American corporations have more than a trillion dollars U.S. held offshore, in part because of the 35 percent tax rate that money would be subject to only when it is repatriated. Apple alone has more than $100 billion outside the U.S., and the company has borrowed money from bond markets in the U.S. and Europe rather than pay the repatriation tax.
No agreement has been reached, but Reuters reported that consensus is building for a new holiday based in part on the needs of the Highway Trust Fund. The last corporate tax holiday was in 2004, when U.S. companies were allowed to repatriate money for just 5.25 percent.

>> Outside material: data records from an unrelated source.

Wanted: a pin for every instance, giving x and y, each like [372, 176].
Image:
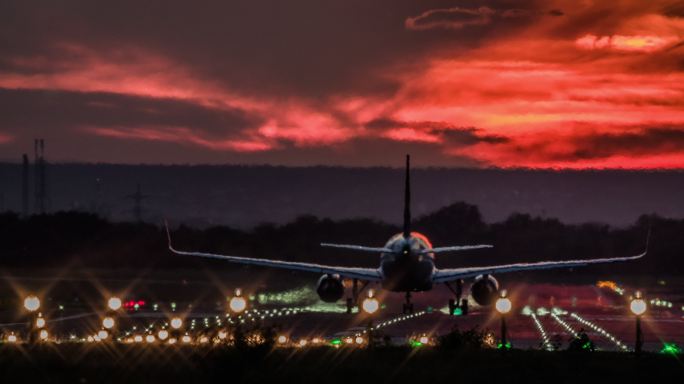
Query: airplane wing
[366, 274]
[457, 248]
[445, 275]
[361, 248]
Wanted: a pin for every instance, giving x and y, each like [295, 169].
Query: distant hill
[244, 196]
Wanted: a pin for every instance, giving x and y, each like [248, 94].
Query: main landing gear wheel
[407, 308]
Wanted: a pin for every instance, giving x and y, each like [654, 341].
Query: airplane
[407, 264]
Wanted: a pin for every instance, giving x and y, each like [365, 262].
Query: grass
[144, 364]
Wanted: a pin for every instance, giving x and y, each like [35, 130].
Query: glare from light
[114, 303]
[370, 305]
[503, 305]
[108, 322]
[638, 307]
[238, 304]
[32, 303]
[176, 323]
[163, 334]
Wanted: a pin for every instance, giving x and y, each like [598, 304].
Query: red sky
[543, 84]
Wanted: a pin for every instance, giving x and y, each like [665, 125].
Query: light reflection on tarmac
[205, 298]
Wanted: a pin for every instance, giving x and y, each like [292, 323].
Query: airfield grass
[147, 364]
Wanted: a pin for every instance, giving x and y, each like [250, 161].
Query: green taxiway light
[501, 346]
[671, 348]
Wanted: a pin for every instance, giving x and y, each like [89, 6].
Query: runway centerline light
[638, 306]
[114, 303]
[163, 334]
[108, 322]
[370, 305]
[503, 305]
[238, 303]
[32, 303]
[176, 323]
[40, 321]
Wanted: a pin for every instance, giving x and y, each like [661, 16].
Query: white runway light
[114, 303]
[32, 303]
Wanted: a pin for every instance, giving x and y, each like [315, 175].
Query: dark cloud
[24, 111]
[648, 141]
[450, 18]
[448, 134]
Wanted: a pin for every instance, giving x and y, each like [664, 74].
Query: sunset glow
[542, 86]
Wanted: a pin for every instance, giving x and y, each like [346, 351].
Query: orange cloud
[626, 43]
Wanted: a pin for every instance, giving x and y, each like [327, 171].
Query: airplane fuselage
[408, 268]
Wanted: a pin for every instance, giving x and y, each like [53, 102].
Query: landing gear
[354, 300]
[408, 305]
[458, 306]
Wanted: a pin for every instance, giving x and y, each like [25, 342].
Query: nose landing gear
[408, 305]
[354, 300]
[457, 306]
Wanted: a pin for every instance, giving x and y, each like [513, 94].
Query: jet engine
[484, 290]
[330, 288]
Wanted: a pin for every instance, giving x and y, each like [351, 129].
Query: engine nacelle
[330, 288]
[485, 290]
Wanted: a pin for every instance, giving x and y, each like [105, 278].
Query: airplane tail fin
[407, 199]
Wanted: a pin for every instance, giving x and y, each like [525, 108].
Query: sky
[541, 84]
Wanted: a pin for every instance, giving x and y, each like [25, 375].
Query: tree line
[86, 240]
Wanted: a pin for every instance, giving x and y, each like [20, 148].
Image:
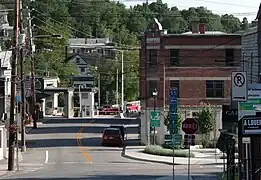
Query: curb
[123, 154]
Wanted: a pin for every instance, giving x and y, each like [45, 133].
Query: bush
[160, 151]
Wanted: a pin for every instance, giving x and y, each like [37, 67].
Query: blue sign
[173, 109]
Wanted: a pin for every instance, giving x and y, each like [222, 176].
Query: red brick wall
[200, 63]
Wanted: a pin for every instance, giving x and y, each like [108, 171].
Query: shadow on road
[97, 121]
[86, 142]
[98, 177]
[75, 129]
[43, 143]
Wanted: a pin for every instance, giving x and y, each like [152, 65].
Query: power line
[229, 4]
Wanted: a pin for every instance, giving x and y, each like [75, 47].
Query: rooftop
[207, 33]
[81, 41]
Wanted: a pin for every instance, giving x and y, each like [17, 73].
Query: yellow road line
[83, 150]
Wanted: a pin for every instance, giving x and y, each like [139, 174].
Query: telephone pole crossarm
[12, 130]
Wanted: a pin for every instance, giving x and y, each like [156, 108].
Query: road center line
[83, 150]
[46, 157]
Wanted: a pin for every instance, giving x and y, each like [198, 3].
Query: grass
[160, 151]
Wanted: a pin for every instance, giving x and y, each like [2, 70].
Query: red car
[112, 136]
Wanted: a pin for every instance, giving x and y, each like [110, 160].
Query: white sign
[239, 86]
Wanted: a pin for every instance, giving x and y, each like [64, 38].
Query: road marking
[83, 150]
[220, 166]
[46, 157]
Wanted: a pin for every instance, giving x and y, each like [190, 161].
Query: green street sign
[155, 119]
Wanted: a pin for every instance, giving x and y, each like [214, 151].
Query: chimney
[194, 27]
[202, 28]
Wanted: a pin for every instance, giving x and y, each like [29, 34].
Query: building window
[229, 57]
[82, 69]
[152, 86]
[215, 89]
[175, 84]
[174, 57]
[78, 60]
[152, 57]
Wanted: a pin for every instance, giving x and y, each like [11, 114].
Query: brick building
[198, 63]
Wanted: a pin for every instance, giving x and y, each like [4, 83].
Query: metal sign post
[239, 86]
[173, 103]
[239, 93]
[189, 159]
[189, 140]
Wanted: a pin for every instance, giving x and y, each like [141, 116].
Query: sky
[240, 9]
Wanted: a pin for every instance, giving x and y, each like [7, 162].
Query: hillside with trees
[104, 18]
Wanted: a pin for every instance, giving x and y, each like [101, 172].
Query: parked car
[112, 136]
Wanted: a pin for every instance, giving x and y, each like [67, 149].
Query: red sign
[190, 126]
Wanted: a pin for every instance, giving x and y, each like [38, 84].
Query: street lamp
[154, 94]
[57, 36]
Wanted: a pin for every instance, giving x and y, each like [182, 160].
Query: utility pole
[21, 44]
[33, 98]
[12, 126]
[117, 87]
[99, 92]
[122, 82]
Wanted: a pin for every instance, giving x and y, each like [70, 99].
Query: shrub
[160, 151]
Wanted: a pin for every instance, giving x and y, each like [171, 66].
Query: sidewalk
[137, 154]
[29, 127]
[4, 163]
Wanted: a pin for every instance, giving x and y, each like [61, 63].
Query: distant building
[86, 52]
[198, 63]
[250, 55]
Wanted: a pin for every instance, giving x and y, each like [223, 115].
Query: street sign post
[173, 117]
[173, 140]
[239, 86]
[190, 126]
[155, 119]
[173, 110]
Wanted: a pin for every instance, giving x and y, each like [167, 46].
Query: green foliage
[160, 151]
[205, 120]
[167, 121]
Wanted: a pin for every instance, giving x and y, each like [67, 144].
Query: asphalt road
[72, 150]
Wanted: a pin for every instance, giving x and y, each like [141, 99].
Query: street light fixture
[57, 36]
[154, 94]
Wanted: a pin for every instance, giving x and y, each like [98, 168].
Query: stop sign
[190, 126]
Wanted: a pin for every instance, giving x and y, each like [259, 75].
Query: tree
[51, 51]
[206, 123]
[167, 121]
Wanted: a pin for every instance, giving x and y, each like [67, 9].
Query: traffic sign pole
[173, 118]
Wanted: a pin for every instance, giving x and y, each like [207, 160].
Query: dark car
[122, 130]
[112, 136]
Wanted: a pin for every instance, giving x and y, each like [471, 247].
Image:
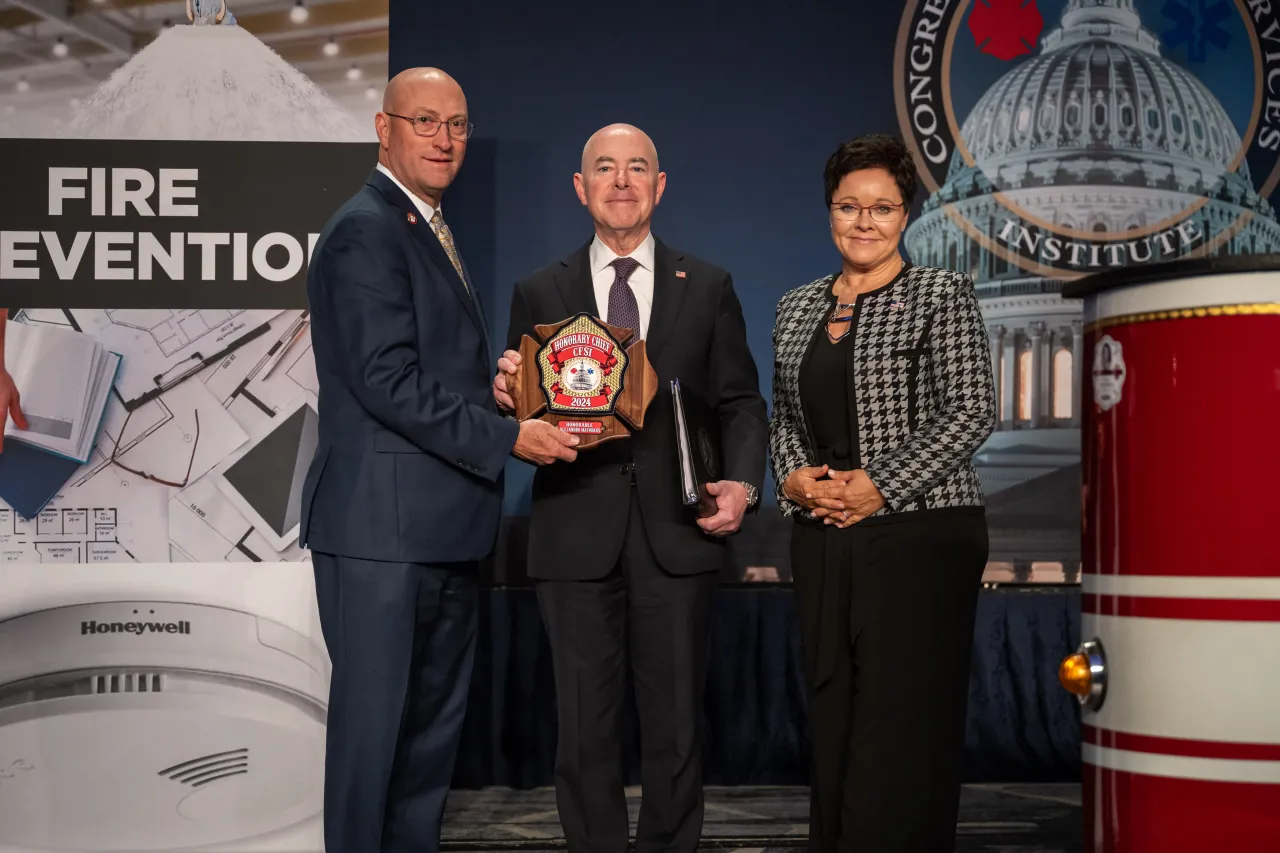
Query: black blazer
[412, 450]
[696, 334]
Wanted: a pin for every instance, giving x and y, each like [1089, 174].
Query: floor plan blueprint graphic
[172, 329]
[164, 346]
[101, 515]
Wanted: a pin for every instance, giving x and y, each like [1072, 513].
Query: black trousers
[886, 617]
[659, 624]
[402, 642]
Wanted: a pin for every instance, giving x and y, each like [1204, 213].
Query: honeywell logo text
[135, 628]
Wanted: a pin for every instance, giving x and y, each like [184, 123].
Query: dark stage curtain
[1022, 725]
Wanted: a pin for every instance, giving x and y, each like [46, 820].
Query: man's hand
[542, 443]
[800, 483]
[9, 405]
[730, 506]
[846, 498]
[508, 363]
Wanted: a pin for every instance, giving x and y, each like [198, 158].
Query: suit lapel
[668, 295]
[421, 231]
[574, 281]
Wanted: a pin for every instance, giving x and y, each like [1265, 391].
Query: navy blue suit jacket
[411, 452]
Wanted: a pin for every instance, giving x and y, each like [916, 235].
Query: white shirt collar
[602, 255]
[423, 208]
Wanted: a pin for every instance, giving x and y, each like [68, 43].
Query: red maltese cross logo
[1005, 28]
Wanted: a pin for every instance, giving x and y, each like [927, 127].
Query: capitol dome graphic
[1096, 151]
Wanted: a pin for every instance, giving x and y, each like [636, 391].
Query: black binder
[698, 450]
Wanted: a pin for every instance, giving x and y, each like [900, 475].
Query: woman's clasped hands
[842, 500]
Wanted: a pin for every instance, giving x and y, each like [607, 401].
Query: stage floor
[1005, 819]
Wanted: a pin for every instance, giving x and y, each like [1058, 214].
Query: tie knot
[624, 267]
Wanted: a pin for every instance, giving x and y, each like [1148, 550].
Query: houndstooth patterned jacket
[924, 389]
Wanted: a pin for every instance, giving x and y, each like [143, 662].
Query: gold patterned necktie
[446, 238]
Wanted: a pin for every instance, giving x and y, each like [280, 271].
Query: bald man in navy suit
[403, 496]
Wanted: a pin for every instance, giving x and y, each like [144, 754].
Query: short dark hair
[873, 151]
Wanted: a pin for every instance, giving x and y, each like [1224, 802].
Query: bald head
[415, 83]
[613, 135]
[423, 131]
[620, 183]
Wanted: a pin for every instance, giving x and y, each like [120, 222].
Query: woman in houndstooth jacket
[882, 392]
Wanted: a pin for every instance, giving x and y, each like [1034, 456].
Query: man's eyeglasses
[191, 461]
[426, 126]
[851, 211]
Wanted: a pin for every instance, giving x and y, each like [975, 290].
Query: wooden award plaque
[585, 377]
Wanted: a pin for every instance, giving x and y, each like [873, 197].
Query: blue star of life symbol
[1197, 23]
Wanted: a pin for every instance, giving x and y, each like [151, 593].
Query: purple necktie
[624, 309]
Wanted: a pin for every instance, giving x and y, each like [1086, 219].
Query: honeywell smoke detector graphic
[145, 725]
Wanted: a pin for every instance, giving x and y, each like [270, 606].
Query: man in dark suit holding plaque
[624, 568]
[405, 492]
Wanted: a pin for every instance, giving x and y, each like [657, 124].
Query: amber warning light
[1083, 674]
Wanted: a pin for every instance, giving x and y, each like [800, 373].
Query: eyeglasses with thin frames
[191, 461]
[850, 211]
[460, 129]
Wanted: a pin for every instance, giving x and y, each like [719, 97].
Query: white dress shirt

The results of that tax holiday have played a role in their not being another since. It was billed at the time as a way for U.S. companies to bring money back to the U.S. so that they could invest it in new opportunities. In reality, almost all of the money was used in stock buybacks and stock dividends, rather than reinvestment, and the effort was viewed as an exercise to enrich investors rather than the U.S. as a whole.
Reuters was short on specifics, but one way of dealing with that aspect of a tax holiday would be to pair the holiday with caps placed on interest deductions so that the U.S. Treasury would see a net gain on the deal. In the end, the need to infuse the U.S. Highway Trust Fund without raising taxes—an impossibility in the current political climate in the U.S.—may be the deciding factor.